Data Mining: Apriori Algorithm

 

 

NOTES: 

a)      The following content is modified from the following original source: 

·       APRIORI ALGORITHM: EXAMPLE  (Source 1)

·       Java Implementation

 

Data Mining is a, “computational process for discovering patterns in large data sets involving methods at the intersection of computer science and statistics” (Wikipedia).

Apriori Algorithm is a classic algorithm used in data mining for learning association rules. Shopping centers use association rules to place the items next to each other so that users buy more items.  Amazon.com uses association rules to recommend items based on the current item you are browsing/buying. The auto-complete feature in Google uses association as well. Hence, once you type a word (say, X) in “Google auto-complete”, it displays the frequently associated words that users type along with X. (Source 1)

Below, you will see a step-by-step description of the Apriori Algorithm to find the set of three items (from the below list of transactions) that are bought together most frequently.

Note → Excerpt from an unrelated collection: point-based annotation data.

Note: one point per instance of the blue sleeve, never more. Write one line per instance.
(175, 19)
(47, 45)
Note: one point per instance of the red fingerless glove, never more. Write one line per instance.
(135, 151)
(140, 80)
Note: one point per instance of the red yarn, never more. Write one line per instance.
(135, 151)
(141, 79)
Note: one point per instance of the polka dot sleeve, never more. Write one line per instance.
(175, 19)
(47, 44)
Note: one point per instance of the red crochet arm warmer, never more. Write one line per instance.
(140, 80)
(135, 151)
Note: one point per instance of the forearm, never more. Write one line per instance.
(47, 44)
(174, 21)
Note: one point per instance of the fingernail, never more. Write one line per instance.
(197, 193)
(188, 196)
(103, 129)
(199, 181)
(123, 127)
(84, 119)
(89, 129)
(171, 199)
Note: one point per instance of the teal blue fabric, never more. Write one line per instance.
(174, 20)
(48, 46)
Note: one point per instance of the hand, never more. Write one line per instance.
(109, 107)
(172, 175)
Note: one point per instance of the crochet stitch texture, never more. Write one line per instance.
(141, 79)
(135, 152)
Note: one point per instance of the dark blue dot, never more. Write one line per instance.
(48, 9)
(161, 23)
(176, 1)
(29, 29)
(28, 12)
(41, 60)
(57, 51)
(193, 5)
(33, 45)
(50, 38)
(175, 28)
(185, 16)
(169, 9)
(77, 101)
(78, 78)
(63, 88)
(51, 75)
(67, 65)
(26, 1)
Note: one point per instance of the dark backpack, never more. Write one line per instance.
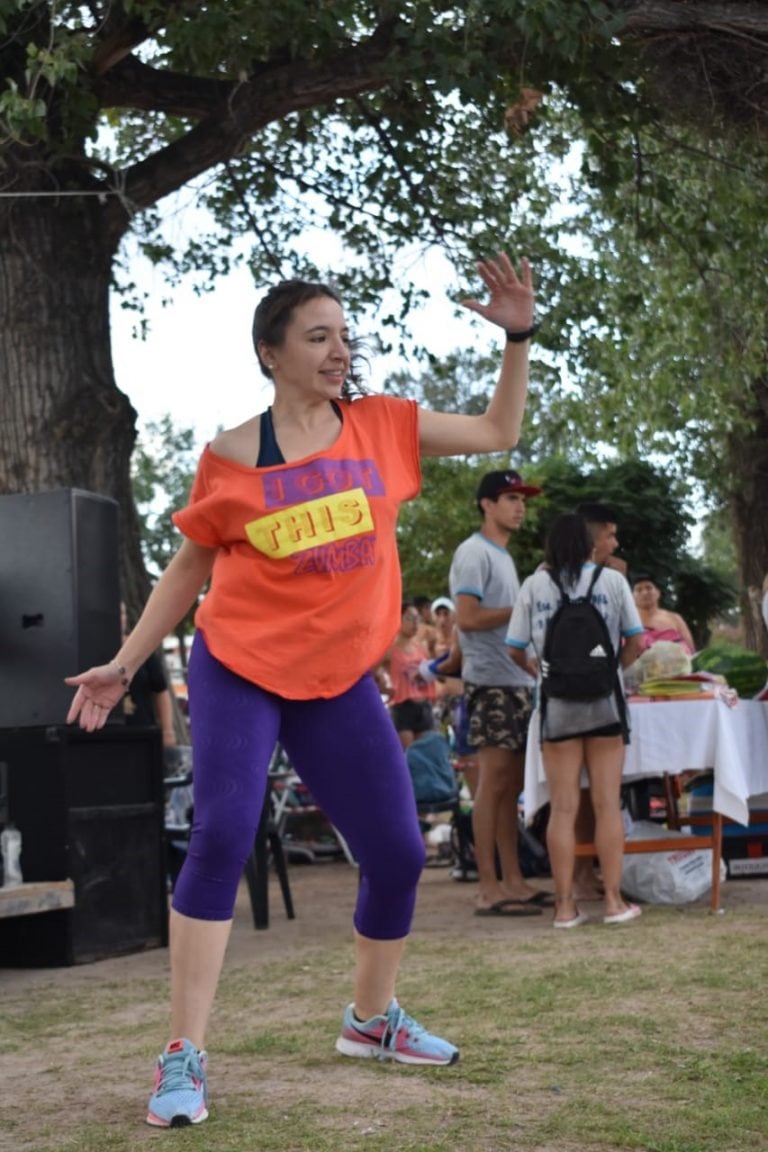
(578, 661)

Start with the following input values:

Transaction ID    Items Bought

T1                         {Mango, Onion, Nintendo, Key-chain, Eggs, Yo-yo}

T2                         {Doll, Onion, Nintendo, Key-chain, Eggs, Yo-yo}

T3                         {Mango, Apple, Key-chain, Eggs}

T4                         {Mango, Umbrella, Corn, Key-chain, Yo-yo}

T5                         {Corn, Onion, Onion, Key-chain, Ice-cream, Eggs}

 

In this problem, we say an item/item set is frequently bought if it is bought at least 60% of times. For this problem, the item should be bought at least 3 times.

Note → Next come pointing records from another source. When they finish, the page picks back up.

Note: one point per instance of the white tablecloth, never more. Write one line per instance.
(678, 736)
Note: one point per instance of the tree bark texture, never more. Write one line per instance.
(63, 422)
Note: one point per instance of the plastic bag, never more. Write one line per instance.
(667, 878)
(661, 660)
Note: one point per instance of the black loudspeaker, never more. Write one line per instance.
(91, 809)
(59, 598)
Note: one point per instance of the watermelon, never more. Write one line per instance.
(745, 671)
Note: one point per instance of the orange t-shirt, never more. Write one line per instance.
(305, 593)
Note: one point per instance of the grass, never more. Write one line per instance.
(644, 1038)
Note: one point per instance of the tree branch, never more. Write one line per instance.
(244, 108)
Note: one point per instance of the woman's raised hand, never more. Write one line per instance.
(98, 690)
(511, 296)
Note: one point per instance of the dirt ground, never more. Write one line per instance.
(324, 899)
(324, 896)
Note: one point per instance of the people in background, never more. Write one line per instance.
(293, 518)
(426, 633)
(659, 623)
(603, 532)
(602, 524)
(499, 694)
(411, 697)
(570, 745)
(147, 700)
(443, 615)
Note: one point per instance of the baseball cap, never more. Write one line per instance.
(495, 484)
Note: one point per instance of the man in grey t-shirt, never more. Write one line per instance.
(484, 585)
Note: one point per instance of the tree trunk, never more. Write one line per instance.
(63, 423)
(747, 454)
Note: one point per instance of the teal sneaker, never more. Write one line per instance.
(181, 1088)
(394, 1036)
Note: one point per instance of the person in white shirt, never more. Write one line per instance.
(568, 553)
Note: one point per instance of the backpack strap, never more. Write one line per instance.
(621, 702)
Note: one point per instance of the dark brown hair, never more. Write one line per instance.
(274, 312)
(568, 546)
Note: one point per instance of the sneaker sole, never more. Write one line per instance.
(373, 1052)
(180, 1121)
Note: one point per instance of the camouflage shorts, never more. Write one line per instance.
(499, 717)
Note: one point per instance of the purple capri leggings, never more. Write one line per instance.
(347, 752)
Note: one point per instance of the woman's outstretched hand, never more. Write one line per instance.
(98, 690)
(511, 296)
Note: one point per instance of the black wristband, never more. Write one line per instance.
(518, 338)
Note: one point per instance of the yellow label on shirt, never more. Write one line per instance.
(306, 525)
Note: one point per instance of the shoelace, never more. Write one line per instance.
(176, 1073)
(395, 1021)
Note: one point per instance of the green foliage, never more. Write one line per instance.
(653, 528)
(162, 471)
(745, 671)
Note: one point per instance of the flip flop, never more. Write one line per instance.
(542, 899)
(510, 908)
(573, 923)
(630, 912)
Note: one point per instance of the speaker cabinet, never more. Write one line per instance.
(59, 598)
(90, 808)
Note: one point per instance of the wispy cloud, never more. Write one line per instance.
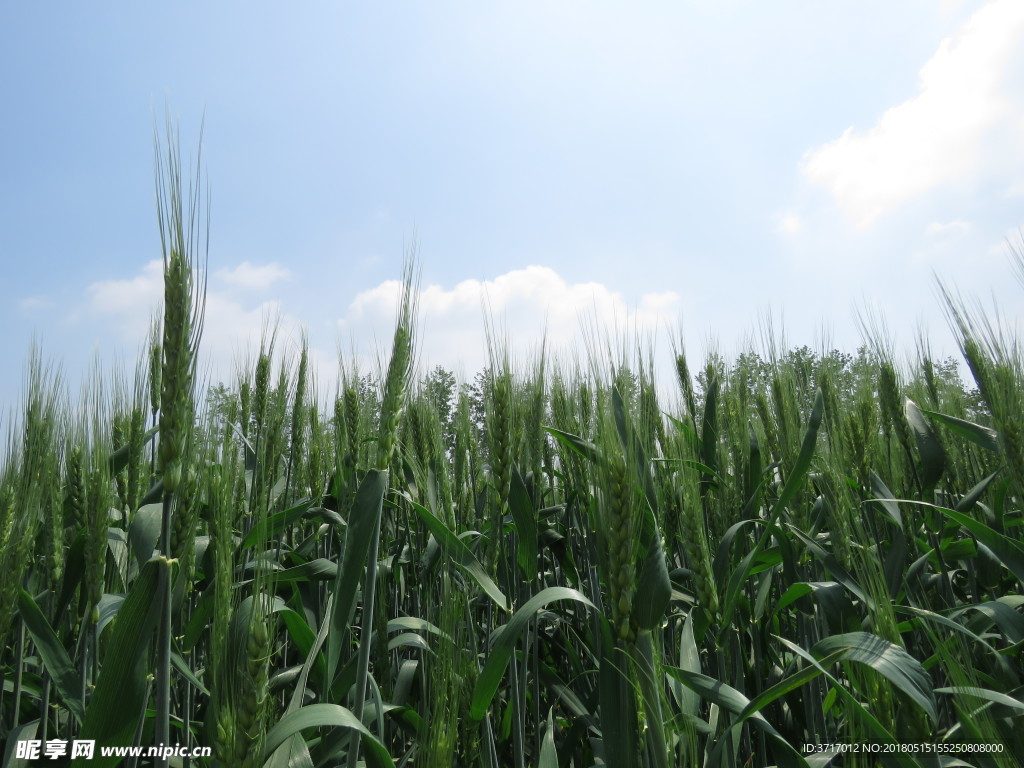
(956, 226)
(252, 276)
(954, 127)
(790, 223)
(35, 303)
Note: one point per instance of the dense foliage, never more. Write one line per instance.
(557, 564)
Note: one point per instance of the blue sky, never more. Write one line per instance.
(686, 168)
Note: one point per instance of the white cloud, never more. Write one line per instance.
(251, 276)
(790, 224)
(956, 226)
(137, 297)
(33, 303)
(527, 304)
(964, 122)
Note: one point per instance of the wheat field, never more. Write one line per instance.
(799, 558)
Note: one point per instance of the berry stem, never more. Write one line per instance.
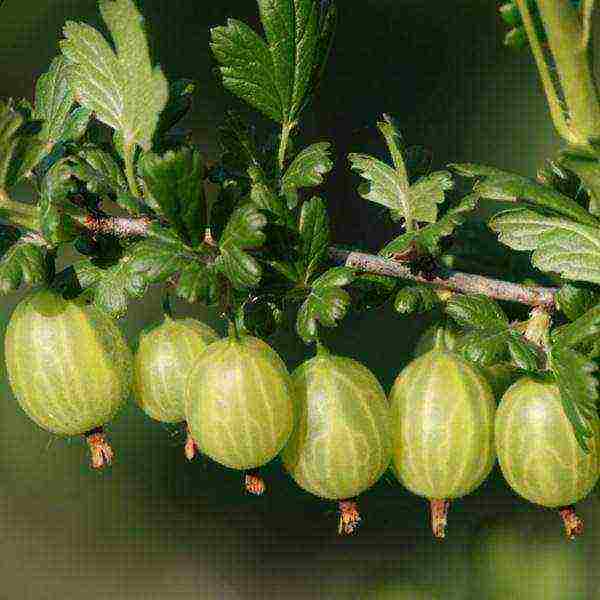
(439, 517)
(254, 483)
(349, 516)
(191, 448)
(573, 524)
(101, 452)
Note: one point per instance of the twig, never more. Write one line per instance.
(449, 279)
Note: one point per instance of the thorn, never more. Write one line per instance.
(573, 524)
(349, 517)
(254, 484)
(191, 448)
(100, 450)
(439, 517)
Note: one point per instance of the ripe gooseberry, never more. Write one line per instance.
(239, 404)
(69, 367)
(443, 429)
(538, 452)
(341, 445)
(163, 359)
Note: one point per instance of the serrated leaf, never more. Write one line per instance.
(120, 86)
(27, 262)
(99, 170)
(522, 229)
(326, 303)
(175, 181)
(306, 170)
(427, 193)
(54, 206)
(522, 354)
(178, 105)
(589, 173)
(390, 186)
(416, 298)
(477, 312)
(274, 76)
(243, 231)
(574, 300)
(314, 235)
(512, 188)
(485, 347)
(237, 143)
(144, 263)
(198, 283)
(53, 101)
(573, 251)
(578, 390)
(582, 330)
(10, 122)
(431, 235)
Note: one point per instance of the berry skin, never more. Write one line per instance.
(238, 402)
(538, 453)
(341, 445)
(68, 365)
(163, 360)
(443, 429)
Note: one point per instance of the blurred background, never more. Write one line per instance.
(157, 527)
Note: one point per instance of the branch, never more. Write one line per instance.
(449, 279)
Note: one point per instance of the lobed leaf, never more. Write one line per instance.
(306, 170)
(326, 303)
(578, 390)
(120, 86)
(243, 231)
(314, 235)
(27, 262)
(10, 122)
(416, 298)
(175, 182)
(276, 76)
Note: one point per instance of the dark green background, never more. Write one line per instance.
(156, 527)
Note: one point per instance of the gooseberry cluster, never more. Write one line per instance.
(71, 370)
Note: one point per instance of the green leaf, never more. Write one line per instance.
(390, 186)
(306, 170)
(513, 188)
(314, 235)
(27, 262)
(326, 303)
(175, 181)
(476, 312)
(99, 170)
(581, 331)
(427, 193)
(431, 235)
(243, 232)
(55, 208)
(177, 107)
(578, 390)
(150, 261)
(237, 143)
(274, 76)
(485, 347)
(589, 173)
(574, 300)
(10, 122)
(121, 87)
(573, 251)
(522, 354)
(416, 298)
(489, 336)
(522, 229)
(198, 283)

For simplicity M = Mango, O = Onion and so on……

Transaction ID    Items Bought

T1                         {M, O, N, K, E, Y}

T2                         {D, O, N, K, E, Y}

T3                         {M, A, K, E}

T4                         {M, U, C, K, Y}

T5                         {C, O, K, I, E}

 

Step 1: Count the number of transactions in which each item occurs. Note that, ‘O=Onion’ is bought 4 times in total, but, it occurs in just 3 transactions.

Item No of transactions

M      3

O       3

N       2

K       5

E        4

Y        3

D       1

A       1

U       1

C       2

I         1

 

Step 2:  Now, remember we said an item is said to be frequently bought if it is bought at least 3 times. Hence, we remove all the items that are bought less than 3 times from the above table and we are left with the following:

Item Number of transactions

M      3

O       3

K       5

E        4

Y        3

 

Step 3:   Using the table generated in Step 2, find the top two items (largest and the second largest) that are the most transacted. As per the above table, your answer should be K and E.

 

Step 4:   Now, that leaves M, O and Y in the table from Step 2. They all appear in the same number of transactions (=3). Which of these appear the most with K and E?  Step 4 should provide the answer.

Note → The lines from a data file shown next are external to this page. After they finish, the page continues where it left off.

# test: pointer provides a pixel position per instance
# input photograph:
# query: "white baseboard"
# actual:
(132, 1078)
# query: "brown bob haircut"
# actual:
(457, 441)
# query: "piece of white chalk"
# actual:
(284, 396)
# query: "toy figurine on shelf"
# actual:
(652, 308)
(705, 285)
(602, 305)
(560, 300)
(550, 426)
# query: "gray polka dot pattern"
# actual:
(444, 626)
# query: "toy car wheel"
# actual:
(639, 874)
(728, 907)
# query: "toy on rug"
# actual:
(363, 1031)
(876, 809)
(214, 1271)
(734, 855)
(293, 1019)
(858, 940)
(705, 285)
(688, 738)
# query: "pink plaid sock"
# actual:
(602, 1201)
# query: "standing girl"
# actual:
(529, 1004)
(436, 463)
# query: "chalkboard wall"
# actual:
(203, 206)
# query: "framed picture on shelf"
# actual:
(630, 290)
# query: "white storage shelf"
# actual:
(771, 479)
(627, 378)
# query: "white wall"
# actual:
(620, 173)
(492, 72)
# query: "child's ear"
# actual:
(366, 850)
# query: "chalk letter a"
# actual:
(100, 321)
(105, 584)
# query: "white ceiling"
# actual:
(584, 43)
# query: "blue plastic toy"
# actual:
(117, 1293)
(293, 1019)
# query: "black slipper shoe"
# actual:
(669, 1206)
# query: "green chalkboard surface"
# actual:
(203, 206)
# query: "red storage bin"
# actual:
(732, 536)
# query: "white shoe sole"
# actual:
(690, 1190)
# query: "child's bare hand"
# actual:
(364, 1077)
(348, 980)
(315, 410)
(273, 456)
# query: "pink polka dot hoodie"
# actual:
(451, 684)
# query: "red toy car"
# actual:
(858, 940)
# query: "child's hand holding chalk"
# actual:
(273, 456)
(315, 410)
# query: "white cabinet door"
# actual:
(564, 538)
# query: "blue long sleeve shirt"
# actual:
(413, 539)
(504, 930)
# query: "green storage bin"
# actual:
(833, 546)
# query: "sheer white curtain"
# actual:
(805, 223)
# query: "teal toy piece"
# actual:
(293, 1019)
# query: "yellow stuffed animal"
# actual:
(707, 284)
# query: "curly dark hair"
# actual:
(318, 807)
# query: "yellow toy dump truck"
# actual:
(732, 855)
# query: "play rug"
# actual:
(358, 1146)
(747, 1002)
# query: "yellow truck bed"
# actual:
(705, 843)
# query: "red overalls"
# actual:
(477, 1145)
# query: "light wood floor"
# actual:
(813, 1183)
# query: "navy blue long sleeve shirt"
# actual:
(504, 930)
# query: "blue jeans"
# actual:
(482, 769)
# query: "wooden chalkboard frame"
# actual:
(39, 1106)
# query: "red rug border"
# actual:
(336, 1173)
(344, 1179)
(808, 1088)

In this step, you should count the number of transactions as described below (refer to the initial transaction table below):

·       M appears with K in T1, T3 and T4. M appears with E in T1 and T3. In all, M appears with K and E in five transactions.

·       O appears with K in T1, T2 and T5. O appears with E in T1, T2 and T5. In all, O appears with K and E in six transactions.

·       Y appears with K in T1, T2 and T4. Y appears with E in T1 and T2. In all, Y appears with K and E in five transactions.

Referring back to the initial transaction table:

Transaction ID         Items Bought

T1                             {M, O, N, K, E, Y}

T2                             {D, O, N, K, E, Y}

T3                             {M, A, K, E}

T4                             {M, U, C, K, Y}

T5                             {C, O, K, I, E}

From the above calculations, it’s clear that O appears the maximum number of times with K and E. Hence, the set of three items that appear the most together is K, E and O.

(NOTE: The above data table and the algorithm steps are courtesy of Source 1)

 

Program Output:

Implementing Apriori Algorithm

Step 1: Counting Transaction for Each Item:

Item           Number of Transactions

M                3

O                3

N                2

K                 5

E                 4

Y                 3

D                 1

A                 1

U                1

C                 2

I                  1

 

Step 2: Discarding Items with less than 3 transactions:

Item           Number of Transactions

M                3

O                3

K                 5

E                 4

Y                 3

 

Step 3:

The top two items that are the most transacted are K and   E

 

Step 4:

The contenders for the third item that is transacted most with K and E are:

M

O

Y

M appears with K and E  5 times

O appears with K and E  6 times

Y appears with K and E  5 times

The set of three items that appear the most together are KEO